Want to earn? Join the platform

Traditionally, creators such as artists, authors and designers have leaned on large institutions to allow them to publish their work and monetise it. For artists, expositions in galleries connected them to potential buyers. Authors needed publishers to advertise their work and pay the upfront costs of pressing books, and designers needed to attract the attention of a company to produce their work.

One thing all of these platforms have in common is that they make money by taking commissions from the work they help the creators sell. This has the direct effect of reducing the income a creator receives, but also creates an incentive for the platform itself to work just with creators that produce ‘monetizable’ work.

The effect is that there is a corresponding incentive for creators to produce monetizable work.
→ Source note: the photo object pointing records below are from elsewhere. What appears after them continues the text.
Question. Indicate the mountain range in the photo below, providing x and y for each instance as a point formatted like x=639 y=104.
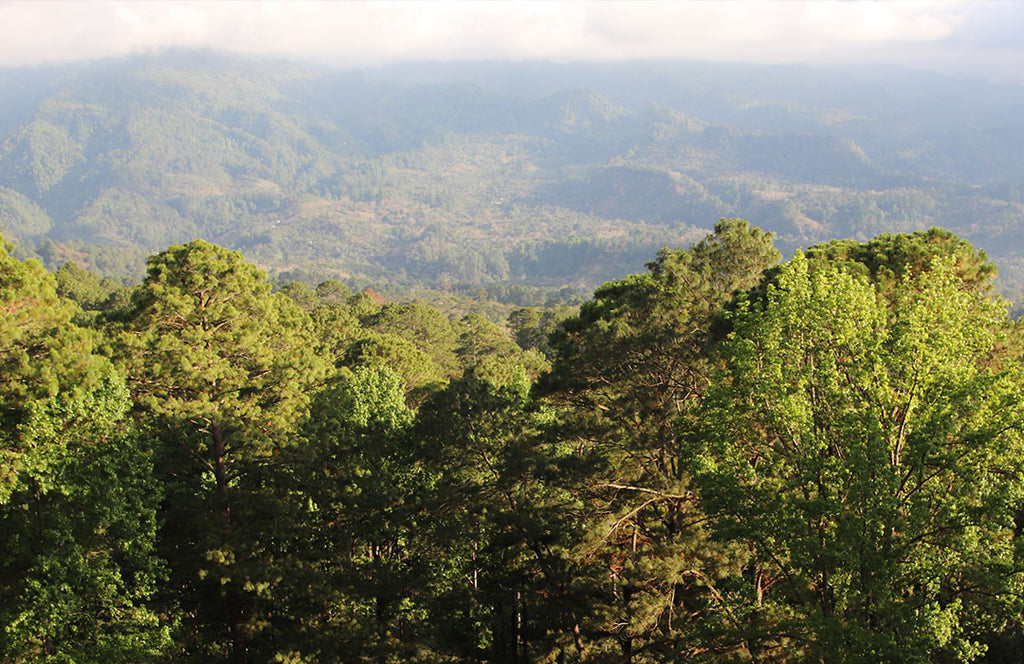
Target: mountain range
x=542 y=174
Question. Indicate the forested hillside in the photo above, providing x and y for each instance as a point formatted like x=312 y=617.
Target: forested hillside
x=539 y=174
x=723 y=458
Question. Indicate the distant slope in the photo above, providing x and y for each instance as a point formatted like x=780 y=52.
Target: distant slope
x=539 y=173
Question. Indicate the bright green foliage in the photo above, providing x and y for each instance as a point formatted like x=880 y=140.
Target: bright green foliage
x=43 y=356
x=221 y=370
x=637 y=358
x=429 y=330
x=888 y=258
x=356 y=578
x=418 y=372
x=870 y=462
x=78 y=546
x=497 y=527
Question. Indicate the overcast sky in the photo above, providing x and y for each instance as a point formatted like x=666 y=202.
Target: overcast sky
x=958 y=35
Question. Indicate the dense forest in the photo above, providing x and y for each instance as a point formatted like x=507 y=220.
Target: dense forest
x=503 y=176
x=724 y=458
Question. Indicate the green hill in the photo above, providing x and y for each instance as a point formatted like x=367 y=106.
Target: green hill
x=544 y=174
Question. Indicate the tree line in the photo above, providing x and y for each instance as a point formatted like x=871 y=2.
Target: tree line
x=725 y=458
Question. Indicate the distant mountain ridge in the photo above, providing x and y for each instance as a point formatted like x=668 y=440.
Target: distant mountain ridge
x=545 y=174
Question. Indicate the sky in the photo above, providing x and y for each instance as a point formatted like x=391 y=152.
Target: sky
x=957 y=36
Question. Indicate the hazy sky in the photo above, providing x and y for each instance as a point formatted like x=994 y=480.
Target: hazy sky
x=957 y=35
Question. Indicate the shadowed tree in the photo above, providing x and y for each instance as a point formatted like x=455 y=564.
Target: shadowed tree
x=220 y=369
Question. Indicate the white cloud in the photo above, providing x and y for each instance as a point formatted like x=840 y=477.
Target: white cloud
x=565 y=30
That already sounds like self-censorship. Because what is and what is not monetizable? If a book has a controversial topic, a publisher might decide not to publish it to avoid a public backlash , costing them their reputation. An agent might judge a book as not good enough to sell well. Work already being available in online form can harm the chances of it getting picked up for publishing.

Earn without the platform? Join the other platform

So it is often not the customer that decides what is and what is not, but the publisher. If you’re sure that your work does have enough interested customers to sell well, these days there are plenty of alternate ways for you to monetise your work.

This can be a platform for relatively traditional publishing, but with the middle man cut out. Platforms such as Itch.io (for games & software) and Bandcamp (for music) offer services similar to what game and music publishers do, but allow anyone to offer their creations on their platform, and take a much smaller cut from your profit. For example, Bandcamp only takes 15% commission, whereas traditional music publishers often take a 50% stake.

Another way to monetise your work is to publish it for people who are continually supporting you. Patreon and ko-fi allow people to become a ‘patron’ to a creator, supporting them with a monthly payment, or one for every update posted. YouTube and Twitch offer similar constructions with channel memberships. Substack supports monetisation of newsletters in a similar manner. And of course there are the many platforms for adult content creators.

Creators can also rely on donations. With the propagation of online payment platforms (for example PayPal donate) and of course cryptocurrencies, it has become easier to directly pay your favourite creator even if they’re located at the other side of the world. Platforms like Buy me a coffee, and Flattr are specifically made to support authors by paying for their free content.

For creators needing to finance large upfront costs, platforms such as Kickstarter and Indiegogo can be a godsend, allowing authors to have their books pressed and designers to have their products made.

For many people — including me, the fact that you can support a creator in such a direct way creates a huge incentive to support them even if you otherwise wouldn’t.

Not a panacea

Alternative platforms for monetization have opened up many possibilities for creators to prevent censorship and monetize content that traditional platforms would not publish. But even these platforms have a reputation to maintain. Patreon, Kickstarter and Twitch all have been involved in censorship controversies.

It seems that if you want to monetise creator content, some level of censorship is unavoidable. Maybe this is not such a bad thing, and maybe not everything should be able to be monetised.

Some level censorship might be good — sexualisation of minors, hate speech and calls for violence are harmful, and it’s certainly wrong to facilitate monetisation of that. But where to draw the line? Well, that’s a topic far too complex for a blog post.